To predict the probability of escaping along the right arm from trial data, a binomial generalized linear model (GLM) with a logit link faction was used (implemented in StatsModels; 32). All trials from all arenas were pooled and split between train and test sets (stratified k-fold repeated cross-validation; five different splits of the trials were used, and the data were split such that the test set was roughly balanced with respect to the number of trials from the corresponding arena; this procedure was repeated four times with different random splits each time, yielding a total of 20 model fits). The GLM model attempted to estimate the probability of escape along the right path for each trial based on: 1) the geodesic ratio of the trial’s arena, 2) the angles ratio of the trial’s arena, 3) the trial time (in seconds) since the start of the experimental session, 4) the identity of the origin arm. Categorical variables were one-hot encoded, and all variables were normalized to the 0–1 range. The accuracy of the model’s predictions on the test data was estimated with the Pearson’s correlation between the predicted probability of escape on the right arm and the arm chosen by the animal. This accuracy measure was compared to the accuracy of models fitted on randomly shuffled data. The full model described above was then compared to models lacking one or two of the input variables to estimate the effect of each variable. Each model was fitted on k-fold cross validated data (k=5) and the procedure was repeated four times using different random number generator seeds for each repeat. The coefficient weights of each parameter for each fit of the full model were used to estimate the average and standard deviation of the coefficient weights.

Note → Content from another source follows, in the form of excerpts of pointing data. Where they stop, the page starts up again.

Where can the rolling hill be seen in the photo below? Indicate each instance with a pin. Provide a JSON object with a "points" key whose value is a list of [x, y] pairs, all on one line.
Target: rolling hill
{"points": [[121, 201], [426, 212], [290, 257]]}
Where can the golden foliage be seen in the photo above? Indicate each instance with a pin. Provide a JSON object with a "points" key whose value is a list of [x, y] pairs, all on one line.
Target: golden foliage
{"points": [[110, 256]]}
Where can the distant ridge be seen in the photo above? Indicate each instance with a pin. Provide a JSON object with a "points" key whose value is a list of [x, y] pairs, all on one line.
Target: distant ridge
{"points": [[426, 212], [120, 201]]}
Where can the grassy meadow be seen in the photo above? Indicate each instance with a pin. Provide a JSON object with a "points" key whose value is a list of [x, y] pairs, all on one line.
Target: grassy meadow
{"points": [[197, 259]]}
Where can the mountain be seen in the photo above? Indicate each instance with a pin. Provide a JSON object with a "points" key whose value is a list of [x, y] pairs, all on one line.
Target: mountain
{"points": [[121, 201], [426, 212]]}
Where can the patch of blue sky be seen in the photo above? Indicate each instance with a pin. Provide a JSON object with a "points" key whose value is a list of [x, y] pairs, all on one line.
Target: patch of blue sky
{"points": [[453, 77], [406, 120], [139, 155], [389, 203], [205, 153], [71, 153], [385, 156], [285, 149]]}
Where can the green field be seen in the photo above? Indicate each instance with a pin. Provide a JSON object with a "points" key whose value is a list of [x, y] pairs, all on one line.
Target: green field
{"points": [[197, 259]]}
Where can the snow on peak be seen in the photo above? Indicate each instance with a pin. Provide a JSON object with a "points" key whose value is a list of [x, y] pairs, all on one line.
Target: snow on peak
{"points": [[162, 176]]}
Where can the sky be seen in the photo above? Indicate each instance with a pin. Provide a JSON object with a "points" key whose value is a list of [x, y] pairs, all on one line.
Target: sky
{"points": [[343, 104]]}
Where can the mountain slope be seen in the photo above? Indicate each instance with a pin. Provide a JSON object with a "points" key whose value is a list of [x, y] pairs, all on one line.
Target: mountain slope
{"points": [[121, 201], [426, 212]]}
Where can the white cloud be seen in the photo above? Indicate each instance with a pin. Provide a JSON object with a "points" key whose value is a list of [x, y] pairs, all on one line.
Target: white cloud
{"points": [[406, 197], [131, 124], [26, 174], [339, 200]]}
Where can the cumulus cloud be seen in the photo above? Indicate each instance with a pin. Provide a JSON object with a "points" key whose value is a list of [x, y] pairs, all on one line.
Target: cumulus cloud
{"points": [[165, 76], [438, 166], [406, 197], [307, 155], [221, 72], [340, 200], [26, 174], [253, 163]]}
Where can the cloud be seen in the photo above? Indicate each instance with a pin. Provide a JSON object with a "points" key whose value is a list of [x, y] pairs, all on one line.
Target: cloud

Decoding escape path from threat trajectory

To decode the escape arm from the trajectory on the threat platform we used a logistic regression model (implemented in Scikit; 29). Trajectories from all trials in each experimental arena were pooled and their duration was normalized. To assess how the model performed as mice moved away from the threat location and towards the escape arms, 8–9 time points were selected corresponding to different average positions along the axis between the threat and shelter platform. For each time point, the animal’s average orientation in the five frames after the time point and the trial’s escape arm were used. The data were randomly split between a training and test set (test set 0.33% of the trials) and the training set was used to fit the model to predict the escape arm based on the orientation value. The model’s accuracy score on held out training data was then computed. The procedure was repeated 100 times for each time point with a different random split of the data and the average accuracy computed.

Quantification of RL models performance

To quantify the performance of RL agents trained to navigate the grid world arena under the free exploration regime, we trained 64 repetitions of each model. At the end of each training episode, each repetition was tested on its ability to navigate to the goal location and returned a 1 for successes and 0 otherwise. Thus, a vector of outcomes was constructed based on the value returned by each repetition and the overall score was given by the mean and standard error of the mean (SEM) of the outcomes vector. For visualization, the mean and SEM accuracy at each training episodes were displayed following smoothing with a rolling mean filter with window width of 6 episodes.

To quantify the performance of RL agents trained under the guided exploration regime, we trained 10 repetitions of each RL model on the tracking data from each experimental session. Under this regime, unlike in free exploration, training is fully deterministic because the actions are specified by the tracking data, the only variability emerges from the DYNA-Q model’s probabilistic sampling of its model at each training step. After training, all repetitions of each model were tested on their ability to navigate from the start to the threat location. The model was considered successful if at least 8/10 repetitions successfully reached the goal location.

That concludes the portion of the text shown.